E quando la morte arriva si compie lo scandalo supremo, lo strappo che tradisce il sentimento di divinità insito nell’uomo. Nella Sicilia colorata, la morte è racchiusa nello strano binomio luce-lutto. A differenza dei paesaggi nebbiosi, dove il morire appare quasi un perdersi nel crepuscolo, nei paesaggi luminosi, dove la luce trionfa, la morte è più sentita, più dolorosa, più intensa. Così, quasi a voler rimarcare tale differenza, la morte di Marta, donna amata del nord, si consuma a causa di una violenta emorragia, nel silenzio interrotto solo da una tosse selvaggia, mentre quello del Gran Mago assume i contorni di una commedia, di una sfida da teatro dei pupi. Nell’agonia, infatti, consegna al protagonista un plico per la bellissima moglie che anni addietro lo aveva abbandonato, contenente bestemmie e insulti.

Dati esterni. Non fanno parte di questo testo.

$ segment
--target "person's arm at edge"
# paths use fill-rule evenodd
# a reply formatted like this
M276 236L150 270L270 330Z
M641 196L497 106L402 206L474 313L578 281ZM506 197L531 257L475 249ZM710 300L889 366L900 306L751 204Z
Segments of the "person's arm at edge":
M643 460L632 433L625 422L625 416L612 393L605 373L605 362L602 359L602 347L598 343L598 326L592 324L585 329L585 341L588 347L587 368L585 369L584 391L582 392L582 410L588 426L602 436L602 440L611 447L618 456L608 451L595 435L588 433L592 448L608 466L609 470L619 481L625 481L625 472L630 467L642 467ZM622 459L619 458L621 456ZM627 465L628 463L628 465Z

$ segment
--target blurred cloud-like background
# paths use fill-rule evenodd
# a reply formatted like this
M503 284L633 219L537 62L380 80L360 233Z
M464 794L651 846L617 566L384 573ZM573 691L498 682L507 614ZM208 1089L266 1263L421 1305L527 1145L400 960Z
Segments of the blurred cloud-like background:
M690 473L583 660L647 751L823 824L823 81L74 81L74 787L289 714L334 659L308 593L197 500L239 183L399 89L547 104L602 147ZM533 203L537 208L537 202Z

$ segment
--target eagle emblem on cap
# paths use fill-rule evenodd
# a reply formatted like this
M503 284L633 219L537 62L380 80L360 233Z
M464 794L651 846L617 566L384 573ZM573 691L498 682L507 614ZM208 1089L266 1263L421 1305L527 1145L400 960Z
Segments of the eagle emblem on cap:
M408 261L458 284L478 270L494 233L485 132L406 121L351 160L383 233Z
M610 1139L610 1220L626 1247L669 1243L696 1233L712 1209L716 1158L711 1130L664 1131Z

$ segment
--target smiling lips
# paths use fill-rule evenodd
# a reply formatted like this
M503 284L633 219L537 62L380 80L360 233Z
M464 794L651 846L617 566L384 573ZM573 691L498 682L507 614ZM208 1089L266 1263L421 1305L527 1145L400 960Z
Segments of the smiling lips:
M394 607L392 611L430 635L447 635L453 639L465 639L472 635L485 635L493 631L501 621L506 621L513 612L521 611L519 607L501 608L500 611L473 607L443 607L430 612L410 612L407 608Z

Cadono tutti prima o dopo, eccetto il nostro eroe che non può far altro che conservare le stimmate interiori della sua malattia e continuare il suo incedere nei giorni. Non una sofferenza inutile, sia perché ogni dolore chiarisce la propria percezione della realtà, sia perché come ripeteva Bufalino:

il dolore dei poeti non è mai inutile”.

In “Diceria dell’Untore” la malattia e la morte sono raffigurate come elementi caratteristici della condizione umana. La malattia sembra quasi essere testimonianza visibile di una differenza interiore. La morte, pur concepita come scandalo che interrompe il cammino, Mistero che affascina ma che insospettisce per via della sua impenetrabile oscurità, offre all’uomo la possibilità di un confronto che lo coinvolge in tutta la sua complessità. È un confronto che non ammette riduzioni, totalitario e dispotico. Eppure, non ammette scorrettezze, è onesto fino all’eccesso e pur mantenendo il riserbo finché l’ultimo respiro non è stato emesso, offre garanzia di risposta.

Con l’ironia dell’intellettuale, Bufalino riconosce, in un aforisma del Malpensante, l’inadeguatezza di ogni opinione umana sull’argomento e l’incapacità di prendere una posizione definitiva in vita:

“È un bluff? Non è un bluff? Fra poco muoio e lo vedo”.

Malattia e morte, in fondo, non sono altro che strumenti necessari per raggiungere l’obiettivo vero, perché, come amava ripetere Miguel de Unamuno:

il fine della vita è di farsi un’anima”.